November 2nd, 2017
What is the role of a costume designer? How is the costume design process for a film, stage production or television? Why is a costume important? I spoke with four Costume Designers to get their story.
Sonia was an atypical child, especially since she had not been to kindergarten and she spent all her time around her grandparents until she was six years old. Sonia had been influenced by her grandmother’s style. She remembers that back then, she avoided bold colors, and her style was a combination between COS and Kenzo. She believes everyone in her family had a passion for clothing.
“The ritual of clothing was in my family a form of expression and respect through a harmonious presence. My grandmothers were chic and my mother is still extravagant. None of them spent too much time choosing their clothes. It was spontaneous, like a way to start the day, a way of being.”
Sonia learned all about costumes without even realizing it. Her grandmother was a film fan, and in Ceausescu’s time, if you enjoyed movies you had to go to the cinema. She accompanied her grandmother, Mrs. Giurisici, sometimes even three times a week. That’s how she learned about people and their routine – how they dressed and behaved differently depending on the context.
“People dressed differently not only from one period to another, but also according to the language they were speaking. I was a lucky child, by the time I was l six years old I had seen movies that even teenagers had not seen. Thanks to this routine I became self-confident, I was not afraid to dress a certain way. I knew who I was, what I liked, and my clothes were an extension of my feelings and existence.”
The costume is a story and Sonia thinks we live in a wonderful time now, when we can wear whatever we want. Should we wish to borrow the atmosphere of some era we haven’t lived in, we now have the clothes and the options for buying them. “If the costume were a contemporary character, it would be like a friend with multiples personalities.”
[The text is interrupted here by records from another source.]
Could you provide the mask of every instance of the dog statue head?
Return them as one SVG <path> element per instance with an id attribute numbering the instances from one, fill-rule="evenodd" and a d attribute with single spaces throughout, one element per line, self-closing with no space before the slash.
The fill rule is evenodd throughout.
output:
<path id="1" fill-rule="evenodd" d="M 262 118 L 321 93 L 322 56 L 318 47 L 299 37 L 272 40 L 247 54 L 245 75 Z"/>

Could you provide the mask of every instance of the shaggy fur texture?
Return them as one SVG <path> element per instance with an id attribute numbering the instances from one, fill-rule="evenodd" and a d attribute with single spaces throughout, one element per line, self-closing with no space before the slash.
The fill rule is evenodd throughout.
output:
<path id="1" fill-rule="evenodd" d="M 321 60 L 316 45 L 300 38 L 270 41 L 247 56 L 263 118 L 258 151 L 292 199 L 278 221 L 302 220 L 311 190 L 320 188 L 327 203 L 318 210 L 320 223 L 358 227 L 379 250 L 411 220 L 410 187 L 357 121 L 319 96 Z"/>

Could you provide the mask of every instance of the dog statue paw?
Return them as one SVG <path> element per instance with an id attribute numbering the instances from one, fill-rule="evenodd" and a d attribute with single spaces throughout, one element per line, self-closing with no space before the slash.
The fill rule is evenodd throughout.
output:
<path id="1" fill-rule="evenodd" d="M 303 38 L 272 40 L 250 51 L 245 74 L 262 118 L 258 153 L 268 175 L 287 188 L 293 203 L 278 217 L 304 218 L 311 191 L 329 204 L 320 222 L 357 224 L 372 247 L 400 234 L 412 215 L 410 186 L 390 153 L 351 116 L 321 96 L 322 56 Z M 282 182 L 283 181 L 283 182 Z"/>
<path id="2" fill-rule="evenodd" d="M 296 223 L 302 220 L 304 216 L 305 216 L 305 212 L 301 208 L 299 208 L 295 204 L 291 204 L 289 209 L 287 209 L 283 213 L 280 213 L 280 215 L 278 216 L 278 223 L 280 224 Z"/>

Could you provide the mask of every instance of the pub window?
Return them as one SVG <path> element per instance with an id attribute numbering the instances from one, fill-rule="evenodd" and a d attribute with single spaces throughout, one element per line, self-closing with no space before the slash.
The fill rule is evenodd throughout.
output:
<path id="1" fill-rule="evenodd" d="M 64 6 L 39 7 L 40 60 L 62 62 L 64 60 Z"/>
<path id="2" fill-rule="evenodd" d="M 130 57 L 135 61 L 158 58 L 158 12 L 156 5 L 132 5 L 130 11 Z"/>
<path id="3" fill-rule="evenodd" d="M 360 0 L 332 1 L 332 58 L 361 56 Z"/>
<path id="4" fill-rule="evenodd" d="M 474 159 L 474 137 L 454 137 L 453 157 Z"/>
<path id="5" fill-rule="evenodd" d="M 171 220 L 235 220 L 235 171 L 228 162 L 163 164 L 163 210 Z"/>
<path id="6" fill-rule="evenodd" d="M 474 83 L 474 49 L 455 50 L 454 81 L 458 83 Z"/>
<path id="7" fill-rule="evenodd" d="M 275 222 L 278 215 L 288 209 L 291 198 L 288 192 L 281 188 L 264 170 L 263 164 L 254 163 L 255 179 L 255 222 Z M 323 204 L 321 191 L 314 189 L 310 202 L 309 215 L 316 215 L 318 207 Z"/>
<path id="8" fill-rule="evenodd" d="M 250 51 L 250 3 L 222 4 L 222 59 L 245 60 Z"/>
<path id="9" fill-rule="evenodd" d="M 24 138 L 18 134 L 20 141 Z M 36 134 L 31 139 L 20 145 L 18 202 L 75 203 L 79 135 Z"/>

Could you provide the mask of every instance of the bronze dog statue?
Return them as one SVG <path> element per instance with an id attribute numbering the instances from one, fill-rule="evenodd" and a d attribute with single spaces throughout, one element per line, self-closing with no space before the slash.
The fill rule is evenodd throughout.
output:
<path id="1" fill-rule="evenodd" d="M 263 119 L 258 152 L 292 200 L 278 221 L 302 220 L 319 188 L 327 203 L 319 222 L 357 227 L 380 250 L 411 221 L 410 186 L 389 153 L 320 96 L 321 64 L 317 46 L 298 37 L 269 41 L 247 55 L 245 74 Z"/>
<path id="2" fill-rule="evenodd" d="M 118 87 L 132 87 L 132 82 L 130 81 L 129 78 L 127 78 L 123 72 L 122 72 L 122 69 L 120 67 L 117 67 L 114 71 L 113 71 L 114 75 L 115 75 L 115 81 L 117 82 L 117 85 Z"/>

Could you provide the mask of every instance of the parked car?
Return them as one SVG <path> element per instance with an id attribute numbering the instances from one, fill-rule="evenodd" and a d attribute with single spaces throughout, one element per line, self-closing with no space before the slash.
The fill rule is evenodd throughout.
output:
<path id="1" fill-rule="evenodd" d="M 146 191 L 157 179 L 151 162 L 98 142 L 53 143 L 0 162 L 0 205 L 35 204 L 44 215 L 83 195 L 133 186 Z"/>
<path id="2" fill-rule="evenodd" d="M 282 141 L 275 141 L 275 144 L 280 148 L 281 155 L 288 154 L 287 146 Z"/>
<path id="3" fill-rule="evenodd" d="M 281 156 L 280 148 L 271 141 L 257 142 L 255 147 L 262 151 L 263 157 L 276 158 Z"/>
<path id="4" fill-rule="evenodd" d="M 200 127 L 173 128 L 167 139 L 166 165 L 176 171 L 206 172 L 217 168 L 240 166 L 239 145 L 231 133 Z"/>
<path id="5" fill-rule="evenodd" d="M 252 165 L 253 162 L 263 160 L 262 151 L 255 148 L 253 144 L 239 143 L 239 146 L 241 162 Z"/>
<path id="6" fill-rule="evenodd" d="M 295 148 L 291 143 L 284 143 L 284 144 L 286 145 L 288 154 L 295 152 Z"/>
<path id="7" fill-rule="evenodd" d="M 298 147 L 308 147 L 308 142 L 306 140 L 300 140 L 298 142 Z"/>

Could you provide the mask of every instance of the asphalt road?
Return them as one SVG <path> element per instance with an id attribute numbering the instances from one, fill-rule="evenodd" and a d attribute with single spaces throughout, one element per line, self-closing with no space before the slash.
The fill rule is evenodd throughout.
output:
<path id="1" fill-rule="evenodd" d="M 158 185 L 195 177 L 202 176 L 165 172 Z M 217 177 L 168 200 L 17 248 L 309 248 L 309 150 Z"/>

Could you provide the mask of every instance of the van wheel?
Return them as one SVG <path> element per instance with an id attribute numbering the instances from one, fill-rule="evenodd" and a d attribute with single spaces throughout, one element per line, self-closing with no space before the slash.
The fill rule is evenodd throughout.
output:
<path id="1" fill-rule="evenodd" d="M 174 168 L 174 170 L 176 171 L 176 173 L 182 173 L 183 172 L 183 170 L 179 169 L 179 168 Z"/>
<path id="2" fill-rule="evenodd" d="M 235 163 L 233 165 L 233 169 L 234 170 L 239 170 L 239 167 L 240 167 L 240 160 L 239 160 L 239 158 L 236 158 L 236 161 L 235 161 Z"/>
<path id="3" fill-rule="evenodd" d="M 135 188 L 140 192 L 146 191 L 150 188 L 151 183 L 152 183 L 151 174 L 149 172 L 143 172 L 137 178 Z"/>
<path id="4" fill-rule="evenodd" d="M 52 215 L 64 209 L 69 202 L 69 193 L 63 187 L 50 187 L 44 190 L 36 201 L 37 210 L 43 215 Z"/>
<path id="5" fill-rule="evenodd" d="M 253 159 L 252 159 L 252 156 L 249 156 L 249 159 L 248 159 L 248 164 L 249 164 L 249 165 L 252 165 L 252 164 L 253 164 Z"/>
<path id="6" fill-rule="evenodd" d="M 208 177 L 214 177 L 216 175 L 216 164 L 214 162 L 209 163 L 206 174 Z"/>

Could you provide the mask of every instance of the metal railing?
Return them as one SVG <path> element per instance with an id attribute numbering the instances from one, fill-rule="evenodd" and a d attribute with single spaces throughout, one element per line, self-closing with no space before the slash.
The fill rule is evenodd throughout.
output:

Sonia slowly progressed towards the Costume Designer’s job. In 2005, her sister worked as a stage designer for a theater. Sonia found this exciting, but she needed something more dynamic. From one job to another, she became interested in styling and Set Design. She felt creative and from that moment on she only looked for full-time projects as Costume Designer. “You have to make people trust your skills, because most of them believe it’s easy to match clothes.”
People who don’t work in the field say it’s like a beautiful dream, working with gorgeous clothes and interesting people on a daily basis. But at the end of a day, after a difficult project, Sonia and Anca, her business partner, are terrified by the level of stress they’re going through.
To understand a costume you need to study a lot about things that apparently have nothing to do with clothes. It may be useful knowing this season’s collections, but it’s useless if you fail to spot the many social, historical and cultural references that inspired the development of a costume. To succeed at a job like this, you need to invest in reading and researching related fields like history, anthropology, etc. It’s a job for which you need to understand human nature and the experiences one has accumulated in a lifetime. If you understand the era a person lived in, you understand his costume.
“One important thing I learned through costumes was how much feeling good in your own skin matters. I don’t usually like to feel constrained so I prefer wearing clothes that I find comfortable. I am lucky that high heels fit the description.”